To put it another way, the process of learning to live well together is a complex, messy, organic one, which takes time and will involve many false starts or mistakes. Although it should not be characterised as a linear progression, there are notable stages. In this process of learning to live well together, tolerance is more of a foothill than a mountain peak. It is a good place to begin. I understand tolerance to mean, “I have to power to get rid of you, but I will not bother, at least not for the moment. I am content for you to exist.”

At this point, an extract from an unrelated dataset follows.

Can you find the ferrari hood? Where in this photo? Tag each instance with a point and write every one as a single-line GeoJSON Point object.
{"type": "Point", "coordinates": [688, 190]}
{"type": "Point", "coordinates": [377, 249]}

If you have tolerance, then you can move forward. You can begin dialogue. By dialogue, I mean a two-way conversation. It may well be carefully choreographed, formally structured. It may well be completely chaotic, with no boundaries or purpose. But as you dialogue, you develop trust. And trust is the basis of friendship. Dialogue begins when we chose to be hospitable to one another, allowing ourselves to be inconvenienced by others in order that all might benefit from our cooperation. The best-case scenario is where each community embeds the religious virtue of hospitality with the civic virtue of presumptive generosity into how relations are conducted, both within the community and between communities.

This might lead to what I would call pro-system behaviour, living well together for the good of all. Pro-system behaviour has three characteristics. First, these groups and individuals will be confident and secure in their own identity. My experience of interfaith engagement suggests that those who are secure and confident in their own identity are most able to encounter and engage with those who are very different from them. They would not engage in coercive or militant behaviour, not making unrealistic demands that others compromise to their worldview, as such behaviour would be detrimental to the system as a whole.

Second, groups would operate with nuance. They would not view the world in entirely binary or sectarian terms. Those groups who withdraw, who find engagement with civil society difficult, are those who find themselves adopting an anti-system attitude. Pro-system behaviour both understands the complexity of real life, and remains loyal to foundational religious assumptions. 

Third, pro-system behaviour is, by definition done for the good of all. The “system” as defined here is not the narrow social web of an individual or group, but society as a whole. All groups will have a limited sphere of operations. A madrassah, for example, has the primary purpose of teaching Islam to children. But it can do so in a way that is open to and engaged with wider civil society, or it can do so in a way that is closed. Similarly, an LGBT rights charity is particularly concerned with sexuality and gender identity, but such advocacy work can be done with a view to positive engagement with wider society.

Tonight is a small part of that process. We can hopefully move off the foothill of tolerance, talking as we go, climbing up the mountain of respect towards the peaks of friendship and trust. Being friends with someone, trusting them, does not mean you agree over everything. It means you have found a way to disagree but maintain relationship, to hold fast to what is good, together. In his teachings, Jesus tells his followers to pray for their enemies and bless those who curse them. He expects his followers to be prepared to love everyone, to seek their good, and I would argue that if we do that, we can establish meaningful dialogue, build firm friendships and our world would be a much better place to live in.